Wooper: There are still a few final episodes left to air this season, but this is our final recap post of 2020. With the new season preview finished, our attention will soon turn to winter first impressions and the Anime of the Year post due in mid-January. Before that, however, Amun has a bone to pick with a handful of second stringers he’s been watching, and Lenlo and I give our final verdicts on the usual summary post suspects. (There’s no Blurb on Titan this time around – make your voice heard if you want Armitage to keep writing about it, even in this column’s absence.) Thanks for reading, and happy holidays!

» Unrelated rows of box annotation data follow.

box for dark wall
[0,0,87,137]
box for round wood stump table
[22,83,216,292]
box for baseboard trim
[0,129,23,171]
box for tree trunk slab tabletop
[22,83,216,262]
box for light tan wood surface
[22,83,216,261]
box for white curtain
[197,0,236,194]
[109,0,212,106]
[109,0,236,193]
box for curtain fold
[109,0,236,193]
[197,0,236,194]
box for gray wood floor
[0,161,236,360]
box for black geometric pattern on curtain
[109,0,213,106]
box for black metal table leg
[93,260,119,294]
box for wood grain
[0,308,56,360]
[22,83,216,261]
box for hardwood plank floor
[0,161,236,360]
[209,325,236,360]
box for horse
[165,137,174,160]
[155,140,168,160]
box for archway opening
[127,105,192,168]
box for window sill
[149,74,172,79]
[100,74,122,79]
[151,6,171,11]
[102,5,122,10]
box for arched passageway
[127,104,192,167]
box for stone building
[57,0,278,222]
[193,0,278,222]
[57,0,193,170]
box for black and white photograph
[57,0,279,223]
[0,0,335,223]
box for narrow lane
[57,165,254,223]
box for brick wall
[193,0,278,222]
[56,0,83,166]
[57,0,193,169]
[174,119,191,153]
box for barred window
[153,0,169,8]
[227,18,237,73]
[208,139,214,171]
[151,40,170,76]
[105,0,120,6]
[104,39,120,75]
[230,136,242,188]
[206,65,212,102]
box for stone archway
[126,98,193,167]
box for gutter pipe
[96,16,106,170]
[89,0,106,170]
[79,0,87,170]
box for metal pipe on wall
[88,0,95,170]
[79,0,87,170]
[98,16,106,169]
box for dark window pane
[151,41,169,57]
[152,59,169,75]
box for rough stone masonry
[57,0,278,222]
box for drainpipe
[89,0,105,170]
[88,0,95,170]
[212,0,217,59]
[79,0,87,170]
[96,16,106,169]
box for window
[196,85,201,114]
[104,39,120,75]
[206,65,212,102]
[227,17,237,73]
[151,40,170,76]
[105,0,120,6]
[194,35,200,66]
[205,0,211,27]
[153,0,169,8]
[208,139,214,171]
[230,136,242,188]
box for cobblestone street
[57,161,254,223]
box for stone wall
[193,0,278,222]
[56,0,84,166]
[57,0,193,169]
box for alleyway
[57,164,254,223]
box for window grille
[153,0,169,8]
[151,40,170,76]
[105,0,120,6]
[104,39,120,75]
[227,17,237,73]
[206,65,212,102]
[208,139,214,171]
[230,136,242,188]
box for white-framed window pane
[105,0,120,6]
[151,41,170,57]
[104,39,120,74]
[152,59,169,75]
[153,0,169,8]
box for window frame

Fire Force – Since I stopped blogging about it
Amun: I stopped my weekly review of Fire Force around episode 11, but I’m back with an update on how the rest of the season went. In two words: the same. There were instances of absolutely ridiculous animation quality (see the last couple of episodes)….and a whole lot of weird service and head scratching plot directions. At no point in the season did I feel that Fire Force found its groove or even understood the kind of show it wanted to be – comedy? action? horror? ecchi? Strange to say about an anime, but Fire Force never took itself quite seriously enough, which is a shame. The random edginess was unenjoyable – not sure about Uncle-Shinigami-who-was-really-into-little-boys. The Maki storyline was fine I guess, and Tamaki sort of got a redemption episode? Just overall, I can’t help but be disappointed in the unfulfilled potential – looks like instead of the meh ending (like Soul Eater – by the way, what was up with that moon?), we got it here in the middle. Rumour has it the next season is the last, so hopefully it finishes strong – but I would be surprised.
Taiso Samurai – 11
Wooper: Barring a couple of Big Bird’s loony appearances, this finale was wholly unenjoyable and unsatisfying. The Jotaro/Leo connection was unimportant in the end, as Leo’s last-minute spectatorship of his friend’s routine created a brief feel good moment and nothing else. Jotaro’s successful quadruple flip and ensuing victory over Tetsuo were a surprise to no one, I’m sure, and the last-ditch effort to make Tetsuo a human being was too little, too late. The whole sequence with Rei running through the airport to stop Leo from leaving made me wonder why their previous conversation in episode 10 was necessary. If he was going to be convinced by an extended reference to his favorite ninja movie, couldn’t the show have pulled off the same thing without the prelude from the previous week? I like the concept of Rei quoting her mom’s signature film both to motivate her friend and reaffirm her interest in acting, but the moment came across as pretty limp given Leo’s recent irrelevance. We only got to see two seconds of his ballet performance before cutting to a truncated credits roll, for crying out loud. But hey, at least it’s over – the greatest gift I’ll receive this holiday season is never having to write about Taiso Samurai again.